Scully-Hicks, 31, sent text messages to friends in which he called Elsie "a psycho" and "Satan dressed up in a babygrow."
Elsie suffered a fractured skull, bruises and a broken leg and is thought to have been thrown down the stairs on one occasion.
Adoptions by Same-Sex Couples
One in 10 adoptions in England in 2016 were to same-sex couples, the highest proportion since gay and lesbian couples were first allowed to adopt in 2002.
Matthew Scully-Hicks' case has nothing to do with his sexual orientation. This is about an individual who chose to kill a defenceless baby.— Hadley Stewart (@wordsbyhadley) 6 November 2017
There were 20 same-sex adoptions in Wales that year, compared with 450 in England, according to New Family Social, a UK network for LGBT adoptive and foster families.

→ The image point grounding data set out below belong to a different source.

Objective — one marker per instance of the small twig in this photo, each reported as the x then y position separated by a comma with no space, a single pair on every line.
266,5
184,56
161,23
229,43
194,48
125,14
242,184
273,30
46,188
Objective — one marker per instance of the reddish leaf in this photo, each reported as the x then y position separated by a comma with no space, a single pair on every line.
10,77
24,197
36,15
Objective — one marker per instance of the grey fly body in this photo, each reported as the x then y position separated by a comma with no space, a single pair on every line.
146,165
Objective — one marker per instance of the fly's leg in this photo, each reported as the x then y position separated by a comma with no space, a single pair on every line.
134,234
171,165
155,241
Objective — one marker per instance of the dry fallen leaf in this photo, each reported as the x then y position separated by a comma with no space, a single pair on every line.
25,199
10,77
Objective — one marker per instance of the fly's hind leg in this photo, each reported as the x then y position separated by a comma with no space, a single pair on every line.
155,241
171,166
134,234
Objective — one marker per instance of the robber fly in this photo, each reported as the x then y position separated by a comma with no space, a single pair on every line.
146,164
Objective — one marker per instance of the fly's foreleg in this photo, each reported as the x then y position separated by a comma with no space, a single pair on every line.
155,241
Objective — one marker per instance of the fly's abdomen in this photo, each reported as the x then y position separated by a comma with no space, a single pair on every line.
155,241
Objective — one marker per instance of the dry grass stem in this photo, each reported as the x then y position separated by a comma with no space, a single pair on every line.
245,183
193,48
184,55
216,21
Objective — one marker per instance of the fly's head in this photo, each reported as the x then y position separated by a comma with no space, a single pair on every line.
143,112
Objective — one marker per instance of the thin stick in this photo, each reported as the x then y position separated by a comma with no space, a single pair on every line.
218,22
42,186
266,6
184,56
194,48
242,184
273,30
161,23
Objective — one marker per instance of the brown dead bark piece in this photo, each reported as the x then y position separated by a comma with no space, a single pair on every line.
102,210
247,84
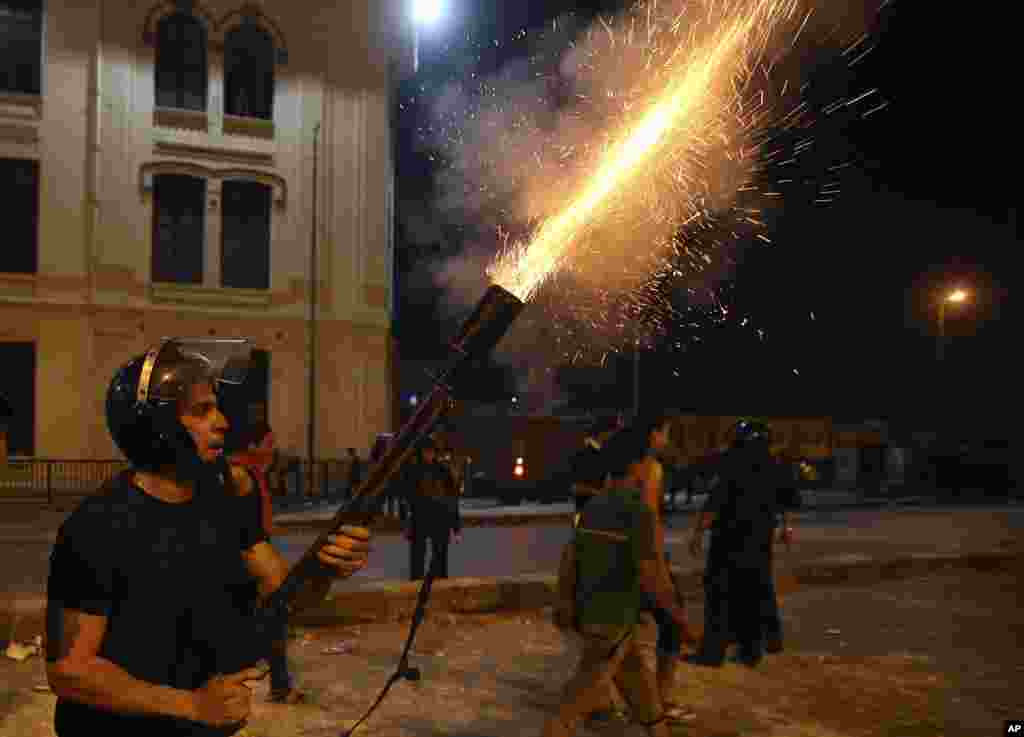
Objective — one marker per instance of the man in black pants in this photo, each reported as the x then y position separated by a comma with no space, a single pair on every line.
148,622
434,502
586,467
741,514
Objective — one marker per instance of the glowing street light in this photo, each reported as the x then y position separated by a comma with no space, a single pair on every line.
426,12
957,296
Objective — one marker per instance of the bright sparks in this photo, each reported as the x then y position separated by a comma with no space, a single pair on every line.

"Our thoughts are with Elsie's family at this difficult time. While the vast majority of adoptions in the UK are successful, it only takes one tragic case to remind us how vulnerable children and young people are. Any adoptive parent who is struggling to look after their child should contact their social worker as soon as possible for support and advice," a New Family Social spokesperson told Sputnik.
Major Case Review
Cardiff and Vale Regional Child Safeguarding Board is now to conduct a major review of the adoption process in Elsie's case.
Social workers will be asked to explain how they failed to notice the injuries Scully-Hicks was inflicting on the child in the months before her death.
"Her untimely death at just 18 months old has had a devastating effect, first and foremost on her family who remain utmost in our thoughts. Elsie's death has also impacted a wider community, including the many professionals involved in her care and subsequent investigation," said Detective Chief Inspector Stuart Wales of South Wales Police.
"This case represents an extremely rare and distressing set of circumstances and we at South Wales Police continue to respect and value the role that adoption and those involved play in our society," said Det. Chief Insp. Wales.
David Niven, who is chairman of two safeguarding children boards in England, and former head of the British Association of Social Workers, said Scully-Hicks was a "rogue" adoptive parent and the case should not be used to criticize the wider system.
"The tragedy in this is that we do not want to in any way deter people from the adoption process which is such a necessary and helpful process for so many children," Mr. Niven told the BBC.
"Occasionally rogue things happen and in this particular case it's not as if this family were being investigated as a risk family. They were investigated as a possible loving, caring home and that's the tragedy of it," he added.
In October, Sherin Matthews, an Indian child who was being fostered by a US couple, was found dead in mysterious circumstances.